In the last post we had reduced our commits by matching them against pull requests; next, we can look for noise in the commit message content itself. Although I have been using the Octokit.NET repository as the target for testing with its low noise, high quality commit messages, we can envisage a less consistent repository that has some noisy commits. For example, how often have you seen or written commit messages like "Fixed spelling", "Fixed bug", or "Stuff"1?

How we detect these noisy commits is important; if our filtering is too simple, we remove too many things and if it is too strict, we remove too few. Rather than go deep into one specific implementation, I just want to introduce the idea of filtering based on message content. In the long term, I think it would be interesting to apply learning algorithms,  but I'm sure some simple, configurable pattern matching should suffice2.

If I run the filtering I have described so far3 on the Octokit.NET latest release, this is what we get:

The value of this is clearer if we see the commit list before processing:

The work so far has reduced a list of 135 commits down to 58, and so far, it looks like we have not lost any really useful "release note"-worthy information. However, the eagle-eyed among you may noticed that our 58 messages contain duplicate information. This is because each pull request is listed twice; once for the pull request title I inserted in place of its individual commits, and again for the merge commit that merged that pull request. These merge commits are not filtered out because they do not belong to the commits inside the pull request. Instead, they are an artifact of merging the pull request4.

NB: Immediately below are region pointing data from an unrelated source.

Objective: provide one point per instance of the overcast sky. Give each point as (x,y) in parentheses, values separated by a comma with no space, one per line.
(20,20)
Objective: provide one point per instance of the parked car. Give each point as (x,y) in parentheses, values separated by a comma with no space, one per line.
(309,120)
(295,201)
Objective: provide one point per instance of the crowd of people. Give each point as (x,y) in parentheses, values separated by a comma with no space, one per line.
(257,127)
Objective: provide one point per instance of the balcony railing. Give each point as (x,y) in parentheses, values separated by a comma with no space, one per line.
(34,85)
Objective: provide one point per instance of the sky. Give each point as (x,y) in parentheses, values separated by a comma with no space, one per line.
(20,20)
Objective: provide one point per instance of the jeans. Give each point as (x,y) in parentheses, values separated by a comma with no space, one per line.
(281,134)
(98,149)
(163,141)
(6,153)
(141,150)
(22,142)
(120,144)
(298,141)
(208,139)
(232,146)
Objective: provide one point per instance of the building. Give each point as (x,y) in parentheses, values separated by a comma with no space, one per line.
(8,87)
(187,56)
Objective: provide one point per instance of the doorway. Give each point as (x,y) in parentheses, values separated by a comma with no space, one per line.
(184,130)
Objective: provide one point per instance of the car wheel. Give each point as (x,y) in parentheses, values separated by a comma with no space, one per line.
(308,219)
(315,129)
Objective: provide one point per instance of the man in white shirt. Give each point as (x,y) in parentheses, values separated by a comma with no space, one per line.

At first, I thought the handy MergeCommitSha property of the pull request would help, but it turns out this refers to a test merge and is to be deprecated5. Instead, I realised that the messages I wanted to remove all had "Merge pull request #" in them, followed by the pull request number. This seems like a perfect use case for our pattern matching filtering. Since we have the pull requests, we could use their numbers to match each merge message exactly, but I decided to do the simpler thing of excluding any message starting with "Merge pull request #".

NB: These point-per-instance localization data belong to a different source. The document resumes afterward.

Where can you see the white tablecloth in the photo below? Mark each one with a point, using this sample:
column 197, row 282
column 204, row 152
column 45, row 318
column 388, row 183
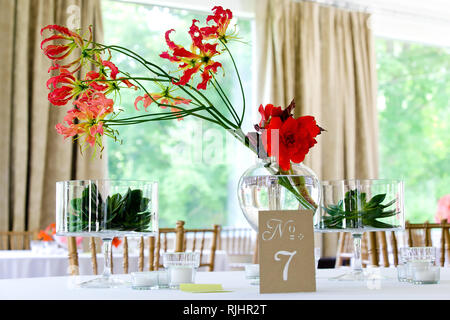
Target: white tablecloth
column 62, row 288
column 27, row 264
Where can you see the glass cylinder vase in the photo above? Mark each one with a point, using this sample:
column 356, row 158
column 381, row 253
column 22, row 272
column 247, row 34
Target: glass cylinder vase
column 358, row 206
column 106, row 209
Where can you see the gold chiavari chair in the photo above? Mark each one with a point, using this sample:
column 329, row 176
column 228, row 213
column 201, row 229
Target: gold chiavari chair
column 196, row 240
column 155, row 245
column 385, row 244
column 240, row 244
column 17, row 240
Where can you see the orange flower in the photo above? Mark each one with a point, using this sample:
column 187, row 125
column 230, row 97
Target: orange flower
column 199, row 59
column 222, row 18
column 116, row 242
column 48, row 233
column 89, row 114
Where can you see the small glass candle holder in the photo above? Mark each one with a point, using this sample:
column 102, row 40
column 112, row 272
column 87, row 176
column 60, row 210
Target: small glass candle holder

Filtering for messages that begin with "Merge pull request #" gives us a shortlist of just 31 messages:

I think this is a pretty good improvement over the raw commit list. Combining this list with links back to the relevant commits and pull requests should enable someone to discern the content of a release note much faster than using the raw commit list alone. I will leave that as an exercise or perhaps a future post. As always, thanks for reading. If you find yourself using Octokit to trawl your own repositories for release note information, I would love to hear about it in the comments.

  1. We're all friends here, you can admit it 

  2. The filtering should be configurable so that we can tailor it to the repository we are processing 

  3. excluding the last step of filtering by message content 

  4. Perhaps stating the obvious 

  5. https://developer.github.com/v3/pulls/